The diagnosis of PCOS was made according to the revised 2003 Rotterdam ESHRE/ASRM consensus criteria and the recommendations from the international evidence-based guideline for the assessment and management of polycystic ovary syndrome along with the exclusion of related disorders [15, 16]. Identification of potential subjects was made using two methods. Subjects who had a positive history for PCOS or ovarian cysts were considered suspicious and were called for further clinical and laboratory assessments. In subjects without the history of PCOS or ovarian cysts, objective criteria for hyperandrogenism in PCOS (hirsutism, acne and menstrual irregularity) were obtained using questionnaires. Hyperandrogenism was identified as either oligomenorrhea, defined as eight or less menses per year [15], hirsutism, defined as a Ferriman–Gallwey score ≥ 8 [17], and presence of moderate to severe acne, defined as Global Acne Grading System (GAGS) score > 18 [18]. These criteria were used to identify the subjects that were suspected to have PCOS. These subjects were called for further costly diagnostic evaluations.

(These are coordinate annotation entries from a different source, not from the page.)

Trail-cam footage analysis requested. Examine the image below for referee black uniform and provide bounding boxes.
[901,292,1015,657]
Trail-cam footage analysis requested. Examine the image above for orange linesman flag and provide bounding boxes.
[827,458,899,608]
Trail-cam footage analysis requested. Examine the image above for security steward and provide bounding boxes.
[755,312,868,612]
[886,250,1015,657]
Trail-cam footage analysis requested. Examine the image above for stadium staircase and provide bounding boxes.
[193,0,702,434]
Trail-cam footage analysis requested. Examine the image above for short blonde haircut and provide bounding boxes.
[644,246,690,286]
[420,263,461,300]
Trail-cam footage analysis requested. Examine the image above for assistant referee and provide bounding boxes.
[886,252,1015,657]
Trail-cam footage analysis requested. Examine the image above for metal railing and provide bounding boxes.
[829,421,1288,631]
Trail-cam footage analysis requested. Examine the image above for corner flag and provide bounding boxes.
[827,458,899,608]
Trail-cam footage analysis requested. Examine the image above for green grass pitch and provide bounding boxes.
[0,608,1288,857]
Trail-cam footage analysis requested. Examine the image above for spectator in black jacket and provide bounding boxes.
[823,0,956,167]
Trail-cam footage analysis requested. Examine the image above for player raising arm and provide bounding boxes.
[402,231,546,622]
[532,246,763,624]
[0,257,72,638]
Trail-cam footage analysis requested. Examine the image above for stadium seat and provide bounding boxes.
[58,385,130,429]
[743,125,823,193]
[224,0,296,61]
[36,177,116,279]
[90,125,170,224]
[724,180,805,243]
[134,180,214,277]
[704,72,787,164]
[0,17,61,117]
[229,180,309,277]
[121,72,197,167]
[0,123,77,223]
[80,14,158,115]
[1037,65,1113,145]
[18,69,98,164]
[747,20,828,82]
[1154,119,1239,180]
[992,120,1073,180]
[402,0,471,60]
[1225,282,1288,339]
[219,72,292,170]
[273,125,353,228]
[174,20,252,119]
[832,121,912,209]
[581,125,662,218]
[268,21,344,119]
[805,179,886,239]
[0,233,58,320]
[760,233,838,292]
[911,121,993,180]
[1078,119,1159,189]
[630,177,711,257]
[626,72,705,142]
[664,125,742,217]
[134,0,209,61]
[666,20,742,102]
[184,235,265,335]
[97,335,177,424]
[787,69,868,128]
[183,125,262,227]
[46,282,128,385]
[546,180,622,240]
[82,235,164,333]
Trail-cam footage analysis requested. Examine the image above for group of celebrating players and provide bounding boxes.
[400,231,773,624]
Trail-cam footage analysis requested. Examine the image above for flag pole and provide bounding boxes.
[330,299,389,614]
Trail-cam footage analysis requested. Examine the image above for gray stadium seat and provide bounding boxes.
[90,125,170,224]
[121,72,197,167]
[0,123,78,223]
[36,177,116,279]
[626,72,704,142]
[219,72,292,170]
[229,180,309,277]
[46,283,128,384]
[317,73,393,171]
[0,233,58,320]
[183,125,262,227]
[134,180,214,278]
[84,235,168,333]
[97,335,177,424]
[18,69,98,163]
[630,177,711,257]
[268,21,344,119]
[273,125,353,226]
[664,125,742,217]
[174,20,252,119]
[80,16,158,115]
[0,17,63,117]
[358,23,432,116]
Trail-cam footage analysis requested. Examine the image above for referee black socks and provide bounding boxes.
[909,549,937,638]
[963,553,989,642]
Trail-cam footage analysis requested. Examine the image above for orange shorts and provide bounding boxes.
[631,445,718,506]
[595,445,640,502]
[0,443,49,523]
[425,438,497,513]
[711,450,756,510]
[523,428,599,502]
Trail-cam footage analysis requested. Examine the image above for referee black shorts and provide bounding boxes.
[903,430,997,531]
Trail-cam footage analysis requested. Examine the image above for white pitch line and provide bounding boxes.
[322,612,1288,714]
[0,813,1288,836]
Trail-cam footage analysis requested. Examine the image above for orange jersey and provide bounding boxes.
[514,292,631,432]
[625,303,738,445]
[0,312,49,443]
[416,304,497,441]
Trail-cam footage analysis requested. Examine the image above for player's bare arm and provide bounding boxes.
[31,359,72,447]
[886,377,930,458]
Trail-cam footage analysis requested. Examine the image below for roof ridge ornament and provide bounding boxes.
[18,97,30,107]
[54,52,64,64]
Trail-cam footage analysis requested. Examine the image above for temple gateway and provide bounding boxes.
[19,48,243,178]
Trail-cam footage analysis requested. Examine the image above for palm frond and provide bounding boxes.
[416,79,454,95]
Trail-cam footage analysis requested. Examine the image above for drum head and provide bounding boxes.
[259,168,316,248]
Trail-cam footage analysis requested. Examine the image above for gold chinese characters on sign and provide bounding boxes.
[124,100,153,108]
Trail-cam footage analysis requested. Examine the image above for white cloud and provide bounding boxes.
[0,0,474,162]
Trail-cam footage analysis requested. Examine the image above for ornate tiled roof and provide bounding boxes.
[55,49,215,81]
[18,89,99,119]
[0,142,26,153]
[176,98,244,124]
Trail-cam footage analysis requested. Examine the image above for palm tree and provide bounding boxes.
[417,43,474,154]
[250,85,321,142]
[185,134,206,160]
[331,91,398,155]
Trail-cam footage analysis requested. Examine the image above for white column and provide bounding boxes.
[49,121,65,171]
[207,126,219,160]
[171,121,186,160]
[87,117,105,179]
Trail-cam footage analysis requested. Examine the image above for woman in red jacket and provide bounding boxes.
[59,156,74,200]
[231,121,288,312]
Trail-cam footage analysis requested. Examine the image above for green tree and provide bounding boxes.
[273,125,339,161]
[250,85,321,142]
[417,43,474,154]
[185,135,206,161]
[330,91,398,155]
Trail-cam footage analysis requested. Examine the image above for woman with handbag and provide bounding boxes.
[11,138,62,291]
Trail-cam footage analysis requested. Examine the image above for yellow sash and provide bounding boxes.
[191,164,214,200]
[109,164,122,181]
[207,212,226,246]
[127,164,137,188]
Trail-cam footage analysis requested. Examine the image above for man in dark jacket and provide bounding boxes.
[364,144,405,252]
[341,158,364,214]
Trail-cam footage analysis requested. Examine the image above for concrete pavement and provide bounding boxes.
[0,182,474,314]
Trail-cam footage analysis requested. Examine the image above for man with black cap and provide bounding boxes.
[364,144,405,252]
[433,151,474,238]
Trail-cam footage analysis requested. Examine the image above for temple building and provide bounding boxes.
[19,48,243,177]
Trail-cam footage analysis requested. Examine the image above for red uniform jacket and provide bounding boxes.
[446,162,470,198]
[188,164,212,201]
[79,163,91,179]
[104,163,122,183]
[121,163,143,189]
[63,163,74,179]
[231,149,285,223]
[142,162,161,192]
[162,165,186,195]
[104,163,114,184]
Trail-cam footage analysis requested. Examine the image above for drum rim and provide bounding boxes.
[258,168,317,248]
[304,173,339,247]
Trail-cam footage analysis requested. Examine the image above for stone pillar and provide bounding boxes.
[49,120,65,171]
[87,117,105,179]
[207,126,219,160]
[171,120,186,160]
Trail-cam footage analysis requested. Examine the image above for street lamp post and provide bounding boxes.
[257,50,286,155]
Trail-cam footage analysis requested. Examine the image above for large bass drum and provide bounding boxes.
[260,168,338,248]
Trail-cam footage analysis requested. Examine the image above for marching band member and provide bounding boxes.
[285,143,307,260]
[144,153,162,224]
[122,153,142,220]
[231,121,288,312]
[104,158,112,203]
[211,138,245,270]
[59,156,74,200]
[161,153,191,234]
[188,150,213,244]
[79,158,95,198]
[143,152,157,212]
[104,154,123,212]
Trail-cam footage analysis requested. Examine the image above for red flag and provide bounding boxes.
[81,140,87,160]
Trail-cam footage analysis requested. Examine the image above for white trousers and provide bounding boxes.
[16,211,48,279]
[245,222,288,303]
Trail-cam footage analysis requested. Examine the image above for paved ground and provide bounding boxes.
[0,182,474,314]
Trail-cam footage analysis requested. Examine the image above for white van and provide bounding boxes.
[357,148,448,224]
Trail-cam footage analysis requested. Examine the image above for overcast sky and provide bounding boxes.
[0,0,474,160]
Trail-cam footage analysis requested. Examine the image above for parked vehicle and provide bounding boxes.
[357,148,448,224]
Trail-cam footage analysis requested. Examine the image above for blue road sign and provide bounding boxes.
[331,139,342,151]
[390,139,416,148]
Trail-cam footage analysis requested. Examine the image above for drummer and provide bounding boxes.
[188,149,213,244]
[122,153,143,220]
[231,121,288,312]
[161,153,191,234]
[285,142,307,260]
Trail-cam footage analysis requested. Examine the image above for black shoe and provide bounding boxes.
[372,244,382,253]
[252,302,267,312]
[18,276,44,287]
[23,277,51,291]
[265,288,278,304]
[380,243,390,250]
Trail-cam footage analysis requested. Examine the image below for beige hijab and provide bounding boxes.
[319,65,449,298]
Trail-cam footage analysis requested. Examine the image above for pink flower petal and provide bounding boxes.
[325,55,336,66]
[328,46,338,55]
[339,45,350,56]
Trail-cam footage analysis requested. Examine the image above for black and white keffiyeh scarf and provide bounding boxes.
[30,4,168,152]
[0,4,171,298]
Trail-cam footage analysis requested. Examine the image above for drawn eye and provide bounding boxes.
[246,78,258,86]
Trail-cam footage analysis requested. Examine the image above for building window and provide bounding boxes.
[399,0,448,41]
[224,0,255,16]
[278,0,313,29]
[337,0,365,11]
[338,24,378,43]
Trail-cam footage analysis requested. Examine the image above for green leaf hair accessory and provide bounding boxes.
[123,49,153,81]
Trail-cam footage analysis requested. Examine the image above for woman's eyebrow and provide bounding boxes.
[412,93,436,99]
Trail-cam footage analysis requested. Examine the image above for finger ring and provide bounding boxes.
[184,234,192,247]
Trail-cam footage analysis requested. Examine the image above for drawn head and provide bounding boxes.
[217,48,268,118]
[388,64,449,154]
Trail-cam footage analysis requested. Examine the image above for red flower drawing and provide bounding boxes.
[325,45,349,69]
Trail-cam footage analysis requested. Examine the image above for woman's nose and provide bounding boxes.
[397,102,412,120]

In the next stage, suspicious subjects were clinically re-examined by an experienced gynaecologist with 15 years of experience in clinical serves. Ovarian ultrasound scan was performed for suspicious subjects by a radiologist. Next, serum total and free testosterone levels were tested to assess hyperandrogenism. Sonographic diagnosis of PCO was confirmed upon the condition of having 12 or more follicular cysts, 2–9 mm in diameter and/or increased ovarian volume (> 10 ml) [15]. Hyperandrogenaemia was defined as serum androgen level above normal values [a total testosterone ≥ 2.94 nmol/L (88 ng/dL) [14]. In the end, 675 subjects were screened for PCOS and 86 were confirmed to have PCOS. Free and total testosterone levels were measured for all subjects to evaluate hyperandrogenism status. The cut-offs for hyperndrogenism based on free and total testosterone were 3 nmol/l and 32 pmol/l, respectively [19]. Thyroid function tests, including serum thyroid stimulating hormone (TSH), T3 and T4, as well as serum prolactin were evaluated in all subjects before recruitment in order to roll out common differential diagnoses.

Sample size calculation

Sample size was calculated based on the difference in the mean response of matched pairs of 7.8 based on the study done by Anto Suji et al. [20]. Therefore, the sample size was calculated as 25 pairs of subjects considering type I error of 0.05 and type II error of 0.01. After considering non response rate of 40%, the final number needed in each group was 42.

Study process

Sampling was made based on randomized block sampling design. First, university was divided into two regions based on the distance to the intervention location. Then blocks were created based on faculty location. A random allocation list consisting of blocks of two, based on faculty location, was used. The allocation ratio was 1:1. The random allocation sequence was generated by a person who did not participate in study intervention and sampling. The first subject in each block was assigned to intervention group and the following subjects were allocated to control and intervention groups based on their department location. Due to the nature of the study, the participants and researchers could not be blinded about allocation but the analysis was performed by a statistician who was blinded regarding the allocation.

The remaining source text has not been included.